Associação islâmica é investigada por tráfico humano ao aliciar crianças indígenas no Brasil

Entidade ofereceu educação religiosa aos filhos de famílias pobres que vivem em aldeias amazônicas em Manaus

De acordo com uma investigação em curso da Polícia Federal (PF), jovens e crianças indígenas em Manaus, no Estado do Amazonas, foram submetidos a aulas de línguas árabe e turca, estudo do Alcorão e do Islamismo em uma associação islâmica instalada no Brasil. Aos jovens foi prometido um internato religioso totalmente custeado na Turquia, mas o que se descobriu é que eles foram vítimas de um esquema de doutrinação e tráfico humano, conforme mostrou no domingo (23) uma reportagem do programa Fantástico, da rede Globo.

Recentemente, cinco rapazes indígenas do programa foram deportados após ficarem detidos em Istambul por três semanas, já que não tinham visto de permanência. Eles retornaram ao Brasil com o líder da Associação Solidária Humanitária do Amazonas (Asham), Abdulhakim Tokdemir, que chegou ao Estado em 2019.

Cultura e estilo de vida indígena são protegidos pela lei brasileira (Foto: PXFuel/Divulgação)

Tokdemir e sua equipe, atuando em nome da seita Süleymancılar (Suleimanistas) no Brasil, levaram os filhos de famílias pobres que vivem em aldeias amazônicas na fronteira com a Colômbia para Manaus, a 953 quilômetros de distância, obrigando suas famílias a assinarem documentos. Seis das crianças, que receberam “educação religiosa interna” por três anos, foram levadas para a Turquia em fevereiro de 2022 e alojadas nos dormitórios da seita em Kütahya e Tarso, segundo a agência turca Arti Gercek.

Após seu retorno ao Brasil, Tokdemir teve seu passaporte, computador e celular apreendidos, e seu sigilo fiscal e bancário foi quebrado. Além disso, outras sete pessoas, incluindo turcos e brasileiros, são suspeitas de estarem envolvidas no esquema de doutrinação religiosa e tráfico de pessoas.
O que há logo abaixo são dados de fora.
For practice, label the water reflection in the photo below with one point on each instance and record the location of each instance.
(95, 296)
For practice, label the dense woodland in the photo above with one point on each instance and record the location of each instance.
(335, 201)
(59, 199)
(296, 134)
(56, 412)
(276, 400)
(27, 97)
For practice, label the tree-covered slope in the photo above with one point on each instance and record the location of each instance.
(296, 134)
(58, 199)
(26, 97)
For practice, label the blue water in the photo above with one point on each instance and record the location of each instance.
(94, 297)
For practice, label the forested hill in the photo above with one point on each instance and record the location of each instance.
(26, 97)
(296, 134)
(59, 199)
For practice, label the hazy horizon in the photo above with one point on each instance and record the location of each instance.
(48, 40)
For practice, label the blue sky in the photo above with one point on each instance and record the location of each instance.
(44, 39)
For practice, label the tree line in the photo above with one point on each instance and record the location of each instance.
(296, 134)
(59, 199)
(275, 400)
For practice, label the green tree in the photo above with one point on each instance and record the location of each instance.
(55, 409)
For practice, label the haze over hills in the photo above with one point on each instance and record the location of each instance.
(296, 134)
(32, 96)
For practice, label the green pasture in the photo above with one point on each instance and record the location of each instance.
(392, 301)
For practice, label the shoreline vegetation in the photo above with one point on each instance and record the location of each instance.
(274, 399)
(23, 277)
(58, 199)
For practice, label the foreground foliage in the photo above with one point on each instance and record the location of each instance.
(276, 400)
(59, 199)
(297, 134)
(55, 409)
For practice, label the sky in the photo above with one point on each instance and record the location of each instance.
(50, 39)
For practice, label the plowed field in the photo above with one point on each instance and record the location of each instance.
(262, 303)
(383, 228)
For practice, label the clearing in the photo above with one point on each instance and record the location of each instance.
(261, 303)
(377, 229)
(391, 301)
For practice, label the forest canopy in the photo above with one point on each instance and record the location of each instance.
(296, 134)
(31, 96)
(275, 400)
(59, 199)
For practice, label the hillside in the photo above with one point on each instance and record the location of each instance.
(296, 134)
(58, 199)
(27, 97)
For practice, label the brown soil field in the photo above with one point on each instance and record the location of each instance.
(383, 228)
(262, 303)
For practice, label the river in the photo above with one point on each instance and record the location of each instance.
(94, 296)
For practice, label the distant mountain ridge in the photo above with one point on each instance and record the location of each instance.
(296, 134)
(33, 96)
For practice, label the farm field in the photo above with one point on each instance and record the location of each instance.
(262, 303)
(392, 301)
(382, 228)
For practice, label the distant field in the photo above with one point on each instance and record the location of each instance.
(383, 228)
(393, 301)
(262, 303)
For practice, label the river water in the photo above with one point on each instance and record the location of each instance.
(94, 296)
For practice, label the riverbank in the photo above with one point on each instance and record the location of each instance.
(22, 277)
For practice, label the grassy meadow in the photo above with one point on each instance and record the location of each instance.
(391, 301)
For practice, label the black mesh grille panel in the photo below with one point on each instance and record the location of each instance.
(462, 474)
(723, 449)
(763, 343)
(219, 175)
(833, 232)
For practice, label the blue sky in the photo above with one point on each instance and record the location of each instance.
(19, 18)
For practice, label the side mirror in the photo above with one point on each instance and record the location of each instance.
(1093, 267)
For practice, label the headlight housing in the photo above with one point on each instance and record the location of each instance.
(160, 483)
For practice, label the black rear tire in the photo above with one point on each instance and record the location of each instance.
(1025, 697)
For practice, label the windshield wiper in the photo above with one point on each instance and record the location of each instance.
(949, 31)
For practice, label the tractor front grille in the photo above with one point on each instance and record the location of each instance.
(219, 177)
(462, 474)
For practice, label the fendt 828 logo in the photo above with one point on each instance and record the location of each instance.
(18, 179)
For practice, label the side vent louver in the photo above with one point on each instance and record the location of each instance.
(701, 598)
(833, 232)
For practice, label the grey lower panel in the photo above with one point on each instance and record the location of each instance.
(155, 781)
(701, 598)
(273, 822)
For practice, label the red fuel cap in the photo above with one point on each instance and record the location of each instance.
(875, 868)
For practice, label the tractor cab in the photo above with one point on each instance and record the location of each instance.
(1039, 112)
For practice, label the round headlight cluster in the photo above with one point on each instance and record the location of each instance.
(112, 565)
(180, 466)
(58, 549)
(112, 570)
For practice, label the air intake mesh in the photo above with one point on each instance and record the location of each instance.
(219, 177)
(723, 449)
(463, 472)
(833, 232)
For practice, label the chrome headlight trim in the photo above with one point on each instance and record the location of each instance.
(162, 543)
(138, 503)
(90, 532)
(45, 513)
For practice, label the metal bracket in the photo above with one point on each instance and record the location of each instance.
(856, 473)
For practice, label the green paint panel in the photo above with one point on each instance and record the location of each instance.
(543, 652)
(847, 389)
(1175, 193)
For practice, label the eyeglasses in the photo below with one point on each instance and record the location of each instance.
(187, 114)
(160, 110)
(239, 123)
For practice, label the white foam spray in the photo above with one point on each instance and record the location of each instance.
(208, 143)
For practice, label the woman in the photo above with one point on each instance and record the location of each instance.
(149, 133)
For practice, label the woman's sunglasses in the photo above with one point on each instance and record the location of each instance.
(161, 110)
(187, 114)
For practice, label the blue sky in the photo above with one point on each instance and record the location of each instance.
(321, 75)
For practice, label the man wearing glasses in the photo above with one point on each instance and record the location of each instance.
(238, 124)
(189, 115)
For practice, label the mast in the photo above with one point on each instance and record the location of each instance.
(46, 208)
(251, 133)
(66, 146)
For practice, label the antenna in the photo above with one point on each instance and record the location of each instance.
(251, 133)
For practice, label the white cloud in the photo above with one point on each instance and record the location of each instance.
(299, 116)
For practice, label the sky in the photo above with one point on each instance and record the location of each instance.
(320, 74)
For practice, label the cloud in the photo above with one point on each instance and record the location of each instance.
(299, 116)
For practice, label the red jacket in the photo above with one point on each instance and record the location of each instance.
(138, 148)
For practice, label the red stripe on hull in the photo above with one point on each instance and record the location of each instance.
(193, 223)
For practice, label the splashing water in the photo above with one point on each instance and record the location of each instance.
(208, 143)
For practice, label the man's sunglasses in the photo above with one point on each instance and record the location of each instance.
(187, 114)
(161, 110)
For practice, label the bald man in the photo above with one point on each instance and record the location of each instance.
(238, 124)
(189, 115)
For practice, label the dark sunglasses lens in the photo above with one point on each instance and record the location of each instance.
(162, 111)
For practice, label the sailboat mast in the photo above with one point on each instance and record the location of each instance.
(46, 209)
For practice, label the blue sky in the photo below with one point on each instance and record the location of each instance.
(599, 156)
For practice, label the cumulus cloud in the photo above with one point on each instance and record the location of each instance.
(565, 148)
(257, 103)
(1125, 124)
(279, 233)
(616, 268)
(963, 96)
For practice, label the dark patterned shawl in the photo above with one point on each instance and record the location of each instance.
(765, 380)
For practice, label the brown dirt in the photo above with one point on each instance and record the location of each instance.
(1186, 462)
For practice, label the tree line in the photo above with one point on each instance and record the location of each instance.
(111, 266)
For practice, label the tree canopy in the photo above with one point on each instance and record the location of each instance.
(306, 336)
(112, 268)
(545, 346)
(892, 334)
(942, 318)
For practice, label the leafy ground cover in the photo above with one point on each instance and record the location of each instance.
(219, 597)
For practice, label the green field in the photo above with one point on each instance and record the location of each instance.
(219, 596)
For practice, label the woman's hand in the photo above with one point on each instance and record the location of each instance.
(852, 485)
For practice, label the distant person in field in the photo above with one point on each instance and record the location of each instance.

Conforme a Polícia Federal do Amazonas, os indígenas envolvidos são extremamente vulneráveis e, por isso, se tornam alvos fáceis para as organizações criminosas que atuam na região. A oferta inicial era de estudos na Turquia, visando a possibilidade de se tornarem médicos, advogados, teólogos, engenheiros, mas, na realidade, o processo se tratava de servidão, imposição religiosa e doutrinação. Além disso, houve a atribuição de novos nomes e proibição de mencionar seus nomes anteriores.

Em abril, a reportagem do Fantástico tentou visitar a sede da Asham e a casa da associação em São Paulo, mas não foi recebida. Em seu depoimento à PF, Abdulhakim afirmou que não tem a intenção de converter indígenas à sua religião, mas se alguém desejar aprender sobre o Islã, ele se sente obrigado a ensinar. Atualmente, os federais estão investigando quais foram as atividades dos jovens na Turquia.

Contrariedade ao Islã

O vice-presidente da Fambras (Associações Muçulmanas do Brasil), Ali Hussein El Zoghbi, afirma desconhecer a Associação Solidária Humanitária do Amazonas e seu trabalho. Ele destaca que a maioria das entidades islâmicas têm parceria ou estão associadas à Fambras. Além disso, enfatiza que qualquer abordagem de imposição, coação ou coerção “é contrária aos princípios básicos do Islã”, que preza pela adoção livre e justa da religião, tornando-se ainda mais preocupante quando envolve crianças.

A delegada da PF-AM, Letícia Prado, ressalta que, às vezes, o tráfico humano não se apresenta da forma tradicional em que a pessoa está acorrentada e sofrendo agressões. Muitas vezes, as vítimas são atraídas voluntariamente a irem para outro país, sem saber exatamente o que os aguarda lá ou as condições a que serão submetidas.

Ouvido pela reportagem, a vítima Edilberto Domingas Dias Brito Júnior, de 18 anos, pertencente à etnia Tukano, contou que recebeu as lições, mas não chegou a sair do Brasil. Ele relatou que durante as aulas, havia sequências de “ajoelhar, reverenciar e rezar a Alá, o deus deles”. No entanto, ele afirma que as aulas de religião não eram obrigatórias.